On Tue, 4 Sep 2018 at 11:28, Nathaniel Smith <njs@pobox.com> wrote:
On Tue, Sep 4, 2018 at 3:10 AM, Paul Moore <p.f.moore@gmail.com> wrote:
There's very much an 80-20 question here, we need to avoid letting the needs of the 20% of projects with unusual needs, complicate usage for the 80%. On the other hand, of course, leaving the specialist cases with no viable solution also isn't reasonable, so even if tags aren't practical here, finding a solution that allows projects to ship specialised binaries some other way would be good. Just as a completely un-thought through suggestion, maybe we could have a mechanism where a small "generic" wheel can include pointers to specialised extra code that gets downloaded at install time?
Package X -> x-1.0-cp37_cp37m_win_amd64.whl (includes generic code) Metadata - Implementation links: If we have a GPU -> <link to an archive of code to be added to the install> If we don't have a GPU -> <link to an alternative non-GPU archive>
There's obviously a lot of unanswered questions here, but maybe something like this would be better than forcing everything into the wheel tags?
I think you've reinvented Requires-Dist and PEP 508 markers :-). (The ones that look like '; python_version < "3.6"'.)
Oh, I see. Yes, I have haven't I? Aren't I clever (but forgetful)? :-)
Which IIUC was also Dustin's original suggestion: make it possible to write requirements like
tensorflow; not has_gpu tensorflow-gpu; has_gpu
Yes, I'd seen that, but thought it was in terms of using those markers to say "this wheel is only valid on systems with/without a GPU" (which doesn't work, because pip checks that too late). But you're right, using it in requires-dist does the right thing.
But... do we actually know enough to define a "has_gpu" marker? It isn't literally "this system has a gpu", right, it's something more like "this system has an NVIDIA-brand GPU of a certain generation or later with their proprietary libraries installed"? Or something like that? There are actually lots of packages on PyPI with foo/foo-gpu pairs, e.g. strawberryfields, paddlepaddle, magenta, cntk, deepspeech, ... Do these -gpu packages all have the same environmental requirements, or is it different from package to package?

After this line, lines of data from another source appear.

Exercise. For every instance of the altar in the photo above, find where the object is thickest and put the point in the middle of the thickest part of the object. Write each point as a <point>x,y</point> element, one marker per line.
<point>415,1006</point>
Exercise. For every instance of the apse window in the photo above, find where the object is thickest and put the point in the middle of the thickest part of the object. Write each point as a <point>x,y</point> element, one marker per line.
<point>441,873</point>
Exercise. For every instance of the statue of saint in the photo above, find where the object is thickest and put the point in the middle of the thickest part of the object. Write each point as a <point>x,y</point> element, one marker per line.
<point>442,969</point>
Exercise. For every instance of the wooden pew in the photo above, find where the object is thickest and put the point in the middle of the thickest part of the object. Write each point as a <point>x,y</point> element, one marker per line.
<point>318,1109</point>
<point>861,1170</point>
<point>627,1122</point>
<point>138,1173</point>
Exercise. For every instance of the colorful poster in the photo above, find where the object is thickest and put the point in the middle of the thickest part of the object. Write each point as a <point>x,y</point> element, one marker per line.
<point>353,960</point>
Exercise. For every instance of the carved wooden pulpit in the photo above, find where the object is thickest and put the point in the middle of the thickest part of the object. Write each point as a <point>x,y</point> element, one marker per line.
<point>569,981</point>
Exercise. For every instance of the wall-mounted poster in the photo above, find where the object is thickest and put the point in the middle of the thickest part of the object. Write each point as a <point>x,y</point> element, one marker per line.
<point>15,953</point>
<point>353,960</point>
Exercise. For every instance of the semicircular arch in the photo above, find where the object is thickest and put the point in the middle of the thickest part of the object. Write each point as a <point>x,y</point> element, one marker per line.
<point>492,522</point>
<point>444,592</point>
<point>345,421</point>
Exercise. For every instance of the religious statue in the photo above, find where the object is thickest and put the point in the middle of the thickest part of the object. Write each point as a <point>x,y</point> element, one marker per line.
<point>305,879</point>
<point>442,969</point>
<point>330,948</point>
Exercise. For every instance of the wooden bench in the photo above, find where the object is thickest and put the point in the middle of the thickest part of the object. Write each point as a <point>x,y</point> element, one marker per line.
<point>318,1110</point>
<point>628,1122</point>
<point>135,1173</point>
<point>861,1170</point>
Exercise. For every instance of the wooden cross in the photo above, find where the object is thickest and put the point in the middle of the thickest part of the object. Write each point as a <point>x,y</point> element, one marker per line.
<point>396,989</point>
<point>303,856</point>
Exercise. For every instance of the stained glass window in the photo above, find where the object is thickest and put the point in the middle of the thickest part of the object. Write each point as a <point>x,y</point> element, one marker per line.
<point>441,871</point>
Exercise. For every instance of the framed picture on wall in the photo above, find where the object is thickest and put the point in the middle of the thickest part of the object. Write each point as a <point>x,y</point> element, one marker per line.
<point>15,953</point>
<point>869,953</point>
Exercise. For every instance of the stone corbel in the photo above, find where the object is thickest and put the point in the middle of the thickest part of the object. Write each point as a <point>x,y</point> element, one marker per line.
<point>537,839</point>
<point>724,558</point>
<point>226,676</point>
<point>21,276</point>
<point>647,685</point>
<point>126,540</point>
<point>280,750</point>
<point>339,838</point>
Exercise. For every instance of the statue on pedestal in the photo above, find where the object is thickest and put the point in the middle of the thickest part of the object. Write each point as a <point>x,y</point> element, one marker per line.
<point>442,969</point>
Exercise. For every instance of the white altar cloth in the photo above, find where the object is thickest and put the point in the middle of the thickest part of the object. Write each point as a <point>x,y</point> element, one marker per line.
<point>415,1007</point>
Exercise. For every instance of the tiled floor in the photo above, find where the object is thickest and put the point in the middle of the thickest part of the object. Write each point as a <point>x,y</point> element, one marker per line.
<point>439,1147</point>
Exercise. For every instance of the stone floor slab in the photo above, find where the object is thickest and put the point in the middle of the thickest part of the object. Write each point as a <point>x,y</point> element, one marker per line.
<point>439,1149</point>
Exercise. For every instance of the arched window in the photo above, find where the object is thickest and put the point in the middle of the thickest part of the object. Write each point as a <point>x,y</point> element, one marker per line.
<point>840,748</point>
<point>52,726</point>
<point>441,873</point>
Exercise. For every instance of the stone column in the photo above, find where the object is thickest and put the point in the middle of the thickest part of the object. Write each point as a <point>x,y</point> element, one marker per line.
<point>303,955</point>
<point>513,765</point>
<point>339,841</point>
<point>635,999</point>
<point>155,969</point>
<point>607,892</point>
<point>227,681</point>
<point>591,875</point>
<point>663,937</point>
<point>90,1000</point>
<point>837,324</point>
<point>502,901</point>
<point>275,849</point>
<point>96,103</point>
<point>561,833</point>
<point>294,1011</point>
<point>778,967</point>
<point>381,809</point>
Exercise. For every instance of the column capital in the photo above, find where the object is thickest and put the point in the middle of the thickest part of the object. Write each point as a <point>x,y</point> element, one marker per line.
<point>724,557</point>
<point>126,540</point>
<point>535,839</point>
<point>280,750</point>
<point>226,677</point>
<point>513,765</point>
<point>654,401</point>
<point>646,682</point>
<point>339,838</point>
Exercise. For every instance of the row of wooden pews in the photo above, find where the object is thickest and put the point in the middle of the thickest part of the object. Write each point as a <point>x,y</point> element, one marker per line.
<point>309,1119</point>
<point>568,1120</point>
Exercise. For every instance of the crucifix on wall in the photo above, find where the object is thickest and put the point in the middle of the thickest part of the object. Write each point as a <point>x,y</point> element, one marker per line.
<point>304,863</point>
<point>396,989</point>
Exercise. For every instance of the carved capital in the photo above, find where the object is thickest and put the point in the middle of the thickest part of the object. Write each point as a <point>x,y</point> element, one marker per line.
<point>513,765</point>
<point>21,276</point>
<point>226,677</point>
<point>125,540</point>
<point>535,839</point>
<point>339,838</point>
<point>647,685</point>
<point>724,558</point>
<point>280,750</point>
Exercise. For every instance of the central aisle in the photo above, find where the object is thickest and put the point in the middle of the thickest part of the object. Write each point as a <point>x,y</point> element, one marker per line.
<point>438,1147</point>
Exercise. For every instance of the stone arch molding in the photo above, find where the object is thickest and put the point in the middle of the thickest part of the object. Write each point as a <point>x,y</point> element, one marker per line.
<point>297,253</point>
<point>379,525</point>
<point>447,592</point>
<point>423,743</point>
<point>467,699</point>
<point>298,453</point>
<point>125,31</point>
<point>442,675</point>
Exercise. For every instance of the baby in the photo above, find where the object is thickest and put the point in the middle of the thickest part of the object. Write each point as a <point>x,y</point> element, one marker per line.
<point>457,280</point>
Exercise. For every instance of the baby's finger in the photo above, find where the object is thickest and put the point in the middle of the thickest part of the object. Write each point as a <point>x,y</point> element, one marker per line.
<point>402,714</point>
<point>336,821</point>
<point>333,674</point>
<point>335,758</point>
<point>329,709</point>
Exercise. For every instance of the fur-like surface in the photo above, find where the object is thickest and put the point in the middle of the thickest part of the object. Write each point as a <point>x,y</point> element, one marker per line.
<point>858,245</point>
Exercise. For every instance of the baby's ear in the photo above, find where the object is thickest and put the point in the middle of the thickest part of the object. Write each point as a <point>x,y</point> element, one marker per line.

Yep, that's the killer question here. IMO, someone needs to come up with a concrete proposal, along the likes of "here's some Python code that returns a True/False value, and we want to name that value using the market "has_gpu" (or whatever). There are then two debates: 1. Does that Python code return a value that's useful for a sufficiently large consensus of the projects who care about shipping GPU-enabled code? 2. Is has_gpu a sufficiently useful marker to warrant including in the packaging standards? Question 1 is for the package maintainers to debate, question 2 is for distutils-sig (IMO). If the package maintainers aren't sufficiently motivated to co-operate and come up with a concrete proposal, then there's not much that the non-specialists on distutils-sig can do.
It would help if we had folks in the conversation who actually work on these packages :-/. Anyone have contacts on the Tensorflow team? (It'd also be good to talk to them about platform specifiers... the tensorflow "manylinux1" wheels are really ubuntu-only, but they intentionally lie about that b/c there is no ubuntu tag; maybe they're interested in fixing that...?)
Anyway, I don't see how we could add an environment marker without having a precise definition, and one that's useful for multiple packages. Which may or may not be possible here...
See? I'm reinventing things other people have suggested again ;-)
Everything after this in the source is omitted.